The origin of spin in stellar-mass black holes

Anastasios (Tassos) Fragkos
Observatoire Astronomique de l'Universite' de Gene've

2019-04-16    14:00    Brera - Cupola Fiore

Binary stellar systems are unique astrophysical laboratories for the study of black holes (BHs). X-ray binaries and coalescing binary BHs have a lot of common threads. In fact, some types of high-mass X-ray binaries are considered as the potential immediate progenitors of Gravitational-Wave sources. The BH spin is one of the observable quantities in both types of systems, and it carries significant information about their past evolutionary history. In this talk, I will describe how, in the framework of the classical isolated binary formation channel, for both X-ray binaries and coalescing double compact objects, different phases of binary interactions are responsible for determining the observed spin in different types of BH binaries. The observed BH spins in low-mass X-ray binaries can be explained through accretion onto the BH after its formation. In contrast, the high spins of high-mass X-ray binaries can be explained when the BH progenitor star looses its envelope via a case-A mass-transfer and never expands to become a giant.
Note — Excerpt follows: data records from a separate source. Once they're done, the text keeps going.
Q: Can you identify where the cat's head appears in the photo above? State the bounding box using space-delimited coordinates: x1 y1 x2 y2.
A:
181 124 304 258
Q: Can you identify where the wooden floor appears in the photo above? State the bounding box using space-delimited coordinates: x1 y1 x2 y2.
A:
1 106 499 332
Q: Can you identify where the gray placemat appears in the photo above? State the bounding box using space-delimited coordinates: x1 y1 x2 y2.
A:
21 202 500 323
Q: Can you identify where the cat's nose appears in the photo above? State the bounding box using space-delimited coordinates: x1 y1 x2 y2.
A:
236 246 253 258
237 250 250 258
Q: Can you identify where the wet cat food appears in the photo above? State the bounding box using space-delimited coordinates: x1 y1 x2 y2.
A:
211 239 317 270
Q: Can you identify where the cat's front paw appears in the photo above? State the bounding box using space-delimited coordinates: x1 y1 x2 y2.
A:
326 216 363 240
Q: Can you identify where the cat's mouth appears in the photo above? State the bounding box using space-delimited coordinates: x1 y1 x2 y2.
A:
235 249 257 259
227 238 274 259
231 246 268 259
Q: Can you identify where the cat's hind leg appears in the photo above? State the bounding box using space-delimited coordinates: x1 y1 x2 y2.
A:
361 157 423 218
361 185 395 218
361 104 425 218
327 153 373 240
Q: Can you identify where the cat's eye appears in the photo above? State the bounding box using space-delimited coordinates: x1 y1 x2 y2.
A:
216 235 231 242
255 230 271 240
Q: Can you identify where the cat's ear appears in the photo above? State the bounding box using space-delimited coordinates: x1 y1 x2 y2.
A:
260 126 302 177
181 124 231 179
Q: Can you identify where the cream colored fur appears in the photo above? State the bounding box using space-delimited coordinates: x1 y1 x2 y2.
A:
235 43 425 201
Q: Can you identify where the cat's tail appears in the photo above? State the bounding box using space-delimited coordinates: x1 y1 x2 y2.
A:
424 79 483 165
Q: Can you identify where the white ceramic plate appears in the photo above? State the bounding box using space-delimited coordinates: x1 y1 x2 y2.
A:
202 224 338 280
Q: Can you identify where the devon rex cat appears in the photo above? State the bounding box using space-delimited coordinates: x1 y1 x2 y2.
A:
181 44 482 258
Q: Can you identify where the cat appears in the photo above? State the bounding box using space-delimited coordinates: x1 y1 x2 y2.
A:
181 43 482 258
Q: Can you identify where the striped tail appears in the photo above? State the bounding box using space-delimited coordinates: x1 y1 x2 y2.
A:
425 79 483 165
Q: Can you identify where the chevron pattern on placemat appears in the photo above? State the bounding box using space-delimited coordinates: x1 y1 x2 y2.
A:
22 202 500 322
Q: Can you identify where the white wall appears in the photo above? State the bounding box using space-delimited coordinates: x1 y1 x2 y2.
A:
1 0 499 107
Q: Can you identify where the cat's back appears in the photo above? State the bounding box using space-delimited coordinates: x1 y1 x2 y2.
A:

Finally, I will show that the effective spin, as well as chirp masses and merger redshifts, of the currently observed LIGO BH mergers is fully consistent with the isolated binary formation channel, once one takes into account the appropriate physics of stellar rotation and angular momentum transport, the cosmological evolution of star-formation rate and metallicity, and the observational selection effects.